I shook off the thought of whatever the seers were hiding from us. What futures The Fates may have shown them a glimpse of. I didn't want to think about it. Not when I was certain that those very same goddesses had to have made a mistake with their pairing. There was no way they meant to make Sasha my mate. And there was no way that either of us were willing to accept that bond.
My gaze moved from the approaching trees to the very she-wolf that I was resisting. Her hips swaying with every confident step. The movement entranced me, my mind going to all positions I'd like to see those hips move.
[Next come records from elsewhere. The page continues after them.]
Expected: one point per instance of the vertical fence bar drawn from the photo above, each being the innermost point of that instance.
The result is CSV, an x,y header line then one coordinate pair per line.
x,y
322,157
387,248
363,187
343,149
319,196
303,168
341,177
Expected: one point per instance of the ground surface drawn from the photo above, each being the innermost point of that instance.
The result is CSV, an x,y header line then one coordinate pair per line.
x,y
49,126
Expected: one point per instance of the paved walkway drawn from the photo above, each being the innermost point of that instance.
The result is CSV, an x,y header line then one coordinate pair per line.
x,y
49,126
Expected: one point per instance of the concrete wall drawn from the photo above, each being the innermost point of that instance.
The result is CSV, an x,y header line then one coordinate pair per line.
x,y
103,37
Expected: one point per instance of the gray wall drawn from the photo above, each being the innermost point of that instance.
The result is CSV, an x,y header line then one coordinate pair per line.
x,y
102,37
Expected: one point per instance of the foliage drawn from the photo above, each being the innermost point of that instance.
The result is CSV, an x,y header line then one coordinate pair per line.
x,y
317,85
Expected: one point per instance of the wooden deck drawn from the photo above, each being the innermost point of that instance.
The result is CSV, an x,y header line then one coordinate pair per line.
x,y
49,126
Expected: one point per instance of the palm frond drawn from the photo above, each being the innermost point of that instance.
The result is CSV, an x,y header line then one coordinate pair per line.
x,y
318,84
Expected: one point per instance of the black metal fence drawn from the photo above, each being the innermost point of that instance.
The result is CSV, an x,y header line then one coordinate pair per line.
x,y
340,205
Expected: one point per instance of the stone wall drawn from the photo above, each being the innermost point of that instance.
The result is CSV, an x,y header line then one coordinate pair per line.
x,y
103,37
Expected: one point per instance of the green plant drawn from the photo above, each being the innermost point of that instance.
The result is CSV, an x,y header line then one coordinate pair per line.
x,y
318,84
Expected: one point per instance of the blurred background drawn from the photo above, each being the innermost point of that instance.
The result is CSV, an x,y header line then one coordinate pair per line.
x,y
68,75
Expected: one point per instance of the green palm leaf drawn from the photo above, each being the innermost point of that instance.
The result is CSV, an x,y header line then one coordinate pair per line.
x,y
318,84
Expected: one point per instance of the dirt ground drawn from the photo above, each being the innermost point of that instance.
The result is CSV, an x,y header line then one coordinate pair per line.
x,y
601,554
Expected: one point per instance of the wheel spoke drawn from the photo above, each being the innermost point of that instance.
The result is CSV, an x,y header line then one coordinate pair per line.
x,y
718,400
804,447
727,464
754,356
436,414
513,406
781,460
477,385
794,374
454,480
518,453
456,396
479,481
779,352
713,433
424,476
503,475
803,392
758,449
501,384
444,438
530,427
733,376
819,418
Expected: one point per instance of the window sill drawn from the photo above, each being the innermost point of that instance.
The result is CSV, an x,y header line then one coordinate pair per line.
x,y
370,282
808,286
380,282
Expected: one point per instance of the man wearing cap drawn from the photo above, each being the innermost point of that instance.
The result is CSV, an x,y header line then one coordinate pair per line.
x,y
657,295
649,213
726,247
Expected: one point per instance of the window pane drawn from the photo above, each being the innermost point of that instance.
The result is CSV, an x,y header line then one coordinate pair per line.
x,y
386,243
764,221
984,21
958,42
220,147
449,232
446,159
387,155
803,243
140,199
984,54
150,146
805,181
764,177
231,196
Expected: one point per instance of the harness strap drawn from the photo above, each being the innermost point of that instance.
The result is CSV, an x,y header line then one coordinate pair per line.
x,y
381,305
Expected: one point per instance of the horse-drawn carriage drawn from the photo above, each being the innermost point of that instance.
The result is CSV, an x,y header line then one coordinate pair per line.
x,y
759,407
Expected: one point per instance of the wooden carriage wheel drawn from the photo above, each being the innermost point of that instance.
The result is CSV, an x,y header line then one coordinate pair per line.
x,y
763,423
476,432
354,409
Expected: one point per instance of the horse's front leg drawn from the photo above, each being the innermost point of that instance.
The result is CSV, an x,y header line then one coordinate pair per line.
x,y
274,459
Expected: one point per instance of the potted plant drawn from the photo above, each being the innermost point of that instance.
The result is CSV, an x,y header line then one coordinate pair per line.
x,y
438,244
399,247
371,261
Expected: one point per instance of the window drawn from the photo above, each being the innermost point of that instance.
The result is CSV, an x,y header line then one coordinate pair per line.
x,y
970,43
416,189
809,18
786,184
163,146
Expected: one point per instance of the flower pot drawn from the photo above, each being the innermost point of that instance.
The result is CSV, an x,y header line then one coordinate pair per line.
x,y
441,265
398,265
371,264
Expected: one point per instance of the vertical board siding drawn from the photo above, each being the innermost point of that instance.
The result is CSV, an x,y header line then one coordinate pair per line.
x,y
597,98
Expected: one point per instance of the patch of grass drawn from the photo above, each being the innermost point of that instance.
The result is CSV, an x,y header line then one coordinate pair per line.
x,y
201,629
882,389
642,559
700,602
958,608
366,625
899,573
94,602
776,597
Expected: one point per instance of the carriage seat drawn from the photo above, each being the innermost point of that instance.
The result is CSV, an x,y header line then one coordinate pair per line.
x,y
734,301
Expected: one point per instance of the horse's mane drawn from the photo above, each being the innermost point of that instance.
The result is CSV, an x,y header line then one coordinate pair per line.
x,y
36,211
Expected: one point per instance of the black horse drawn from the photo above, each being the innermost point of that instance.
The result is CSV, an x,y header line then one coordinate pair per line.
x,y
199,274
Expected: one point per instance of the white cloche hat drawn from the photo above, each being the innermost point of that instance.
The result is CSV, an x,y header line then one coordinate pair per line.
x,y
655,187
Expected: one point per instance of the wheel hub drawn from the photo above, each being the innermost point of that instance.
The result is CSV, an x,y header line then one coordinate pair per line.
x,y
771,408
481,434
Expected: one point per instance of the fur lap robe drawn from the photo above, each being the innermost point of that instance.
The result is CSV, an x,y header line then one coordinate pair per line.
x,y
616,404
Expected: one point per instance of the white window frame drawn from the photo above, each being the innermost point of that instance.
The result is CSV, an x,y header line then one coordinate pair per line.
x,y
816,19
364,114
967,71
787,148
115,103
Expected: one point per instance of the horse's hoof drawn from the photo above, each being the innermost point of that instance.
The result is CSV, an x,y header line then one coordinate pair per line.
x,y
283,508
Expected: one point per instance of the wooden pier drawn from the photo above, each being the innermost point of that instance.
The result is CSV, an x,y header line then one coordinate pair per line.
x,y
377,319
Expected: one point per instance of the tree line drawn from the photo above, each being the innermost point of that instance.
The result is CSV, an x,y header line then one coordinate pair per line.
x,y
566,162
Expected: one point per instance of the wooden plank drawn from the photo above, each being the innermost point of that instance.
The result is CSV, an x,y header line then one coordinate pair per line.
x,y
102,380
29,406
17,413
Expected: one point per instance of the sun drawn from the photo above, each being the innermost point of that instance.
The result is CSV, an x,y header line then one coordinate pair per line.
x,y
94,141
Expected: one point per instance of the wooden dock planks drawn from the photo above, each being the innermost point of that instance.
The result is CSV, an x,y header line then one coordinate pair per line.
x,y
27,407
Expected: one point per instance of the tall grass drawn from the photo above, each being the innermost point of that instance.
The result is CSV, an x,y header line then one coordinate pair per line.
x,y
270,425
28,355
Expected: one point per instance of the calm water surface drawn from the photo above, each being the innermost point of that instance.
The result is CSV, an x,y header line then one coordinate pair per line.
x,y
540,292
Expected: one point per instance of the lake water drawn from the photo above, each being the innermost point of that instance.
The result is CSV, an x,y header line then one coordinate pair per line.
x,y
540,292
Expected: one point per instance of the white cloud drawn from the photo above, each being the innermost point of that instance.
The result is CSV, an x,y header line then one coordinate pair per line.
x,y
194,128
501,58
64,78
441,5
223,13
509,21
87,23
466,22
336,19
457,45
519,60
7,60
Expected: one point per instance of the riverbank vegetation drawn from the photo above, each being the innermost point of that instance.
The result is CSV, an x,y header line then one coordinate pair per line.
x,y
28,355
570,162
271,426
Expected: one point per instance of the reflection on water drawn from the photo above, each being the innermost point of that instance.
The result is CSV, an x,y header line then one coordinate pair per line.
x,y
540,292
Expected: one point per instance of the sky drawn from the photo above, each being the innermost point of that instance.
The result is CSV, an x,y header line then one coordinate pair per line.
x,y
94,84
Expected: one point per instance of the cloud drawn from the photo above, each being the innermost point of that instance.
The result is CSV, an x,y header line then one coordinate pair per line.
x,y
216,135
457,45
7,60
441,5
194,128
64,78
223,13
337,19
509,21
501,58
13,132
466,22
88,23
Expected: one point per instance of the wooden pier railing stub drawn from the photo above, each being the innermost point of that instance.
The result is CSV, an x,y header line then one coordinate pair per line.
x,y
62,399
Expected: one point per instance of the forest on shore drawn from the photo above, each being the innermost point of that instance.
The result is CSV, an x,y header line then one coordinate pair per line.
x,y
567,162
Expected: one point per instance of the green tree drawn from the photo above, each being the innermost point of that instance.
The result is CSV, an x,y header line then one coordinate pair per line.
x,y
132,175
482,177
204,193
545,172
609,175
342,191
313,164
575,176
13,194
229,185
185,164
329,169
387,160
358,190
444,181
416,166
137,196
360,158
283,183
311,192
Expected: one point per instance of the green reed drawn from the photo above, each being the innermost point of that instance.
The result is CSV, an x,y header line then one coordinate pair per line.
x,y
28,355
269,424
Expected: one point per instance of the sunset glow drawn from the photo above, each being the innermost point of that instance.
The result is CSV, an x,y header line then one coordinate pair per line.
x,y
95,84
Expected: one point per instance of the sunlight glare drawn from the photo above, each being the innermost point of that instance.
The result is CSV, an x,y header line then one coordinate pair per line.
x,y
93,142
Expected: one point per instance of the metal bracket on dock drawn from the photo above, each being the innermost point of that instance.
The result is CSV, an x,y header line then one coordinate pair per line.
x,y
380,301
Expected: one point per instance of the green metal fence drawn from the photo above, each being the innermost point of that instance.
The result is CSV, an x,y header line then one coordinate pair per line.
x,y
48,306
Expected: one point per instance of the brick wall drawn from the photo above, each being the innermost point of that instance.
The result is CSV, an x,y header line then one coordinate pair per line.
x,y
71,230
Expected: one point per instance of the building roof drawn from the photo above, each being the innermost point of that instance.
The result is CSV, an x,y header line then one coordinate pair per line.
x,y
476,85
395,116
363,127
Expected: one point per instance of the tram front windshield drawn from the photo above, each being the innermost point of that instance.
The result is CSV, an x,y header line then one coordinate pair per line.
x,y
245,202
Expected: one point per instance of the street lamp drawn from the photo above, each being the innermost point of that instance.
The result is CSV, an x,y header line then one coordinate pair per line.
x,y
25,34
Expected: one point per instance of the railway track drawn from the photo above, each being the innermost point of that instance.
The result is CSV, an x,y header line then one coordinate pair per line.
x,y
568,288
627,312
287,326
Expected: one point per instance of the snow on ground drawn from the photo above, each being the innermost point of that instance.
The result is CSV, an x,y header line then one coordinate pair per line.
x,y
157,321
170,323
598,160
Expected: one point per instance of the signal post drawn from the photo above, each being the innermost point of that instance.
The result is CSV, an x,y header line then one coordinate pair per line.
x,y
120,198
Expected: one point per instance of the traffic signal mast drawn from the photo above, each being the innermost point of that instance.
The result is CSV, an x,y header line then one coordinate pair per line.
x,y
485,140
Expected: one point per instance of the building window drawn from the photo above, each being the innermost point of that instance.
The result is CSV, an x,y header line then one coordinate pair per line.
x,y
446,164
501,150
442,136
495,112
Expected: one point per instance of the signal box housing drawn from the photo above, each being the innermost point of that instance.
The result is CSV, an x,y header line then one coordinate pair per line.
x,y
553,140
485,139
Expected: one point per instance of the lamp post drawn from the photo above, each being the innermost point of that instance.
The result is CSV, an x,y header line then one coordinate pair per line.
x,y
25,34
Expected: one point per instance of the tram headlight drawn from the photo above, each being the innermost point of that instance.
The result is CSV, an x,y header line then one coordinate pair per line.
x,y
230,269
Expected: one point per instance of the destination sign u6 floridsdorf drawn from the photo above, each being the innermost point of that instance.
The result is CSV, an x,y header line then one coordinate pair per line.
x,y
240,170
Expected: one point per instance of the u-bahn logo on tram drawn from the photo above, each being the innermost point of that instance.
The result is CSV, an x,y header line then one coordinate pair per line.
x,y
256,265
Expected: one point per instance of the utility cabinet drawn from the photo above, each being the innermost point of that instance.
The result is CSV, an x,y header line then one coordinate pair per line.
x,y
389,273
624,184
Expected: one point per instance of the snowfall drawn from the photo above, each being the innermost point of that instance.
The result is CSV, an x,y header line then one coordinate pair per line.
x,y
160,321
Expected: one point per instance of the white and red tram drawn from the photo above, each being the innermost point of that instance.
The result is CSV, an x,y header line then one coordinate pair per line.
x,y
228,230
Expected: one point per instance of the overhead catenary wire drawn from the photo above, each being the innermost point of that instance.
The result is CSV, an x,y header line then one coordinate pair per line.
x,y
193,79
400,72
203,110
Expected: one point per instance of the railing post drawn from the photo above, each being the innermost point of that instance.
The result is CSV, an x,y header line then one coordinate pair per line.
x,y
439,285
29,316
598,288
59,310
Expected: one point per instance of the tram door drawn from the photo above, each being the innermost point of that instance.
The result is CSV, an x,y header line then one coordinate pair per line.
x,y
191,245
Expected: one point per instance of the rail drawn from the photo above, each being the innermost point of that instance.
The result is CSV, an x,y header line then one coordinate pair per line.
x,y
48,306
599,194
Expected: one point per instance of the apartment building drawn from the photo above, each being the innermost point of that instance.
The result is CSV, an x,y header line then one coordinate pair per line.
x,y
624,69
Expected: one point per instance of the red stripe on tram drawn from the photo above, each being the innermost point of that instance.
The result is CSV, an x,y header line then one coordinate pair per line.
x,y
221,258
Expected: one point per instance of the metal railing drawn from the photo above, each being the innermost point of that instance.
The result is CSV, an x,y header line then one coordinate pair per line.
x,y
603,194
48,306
I smirked as she seemed to move more sensually before my eyes. As if she knew I was watching, and she was giving me more to see.
She dramatically bent over to avoid a low-hanging branch, arching her back as she straightened back out and sniffed the air.
"I think I smell it," she said over her shoulder to the rest of us. "It smells just like black licorice. It's amazing. I don't understand how anyone could resist following this scent."
"It's your wolf side," I said, sniffing the air and finding the scent myself. "Canines enjoy the scent. It's like catnip to cats. The scent is actually star anise."
"How could you possibly know that?" Sasha asked, her attitude returned.
"Because I've known this scent for as long as I can remember," I said, taking back the lead as I followed the scent to an old tree that had seen better days. "Growing up, I enjoyed the scent so much I wondered why, so I did some research on it and found out the connection to canines. It was pretty clear then why I loved that scent so much. Why my grandpa loved it so much too." I smiled at the thought of my family, the smile falling as I remembered the message my mother had left me just hours earlier.
I cleared my throat and pointed to the tree. "It's here."
The others sniffed the air, their pupils dilating as the licorice scent hit them.
"That's incredible," Baer said. "I can' t believe I've never smelled that before. I'm sure my family has used star anise in a potion or two."
I shrugged. "It may not have been strong enough. I noticed that the scent has to be very strong to affect my wolf. The herb itself barely reached him, but something with magic that carries that scent. It's harder to resist."
"So maybe it's more than that scent. Maybe there is something with the magic that calls to wolf shifters." Aurora contemplated aloud.
"Who cares," Sasha said sharply. "We are getting completely off track with this. Minerva could be miles away by now and even if we get through the portal, we don't have any idea which direction she went."
The others nodded as I turned towards the portal. "Don't worry," I said as I moved a branch that blocked the rippling portal from view. "Even if we knew which direction, the forest isn't going to make it easy for us to follow." I paused just before stepping through and looked back at them all. "You should all prepare yourselves to use that magic my uncle taught you. You're going to need it here more than anywhere else in the world."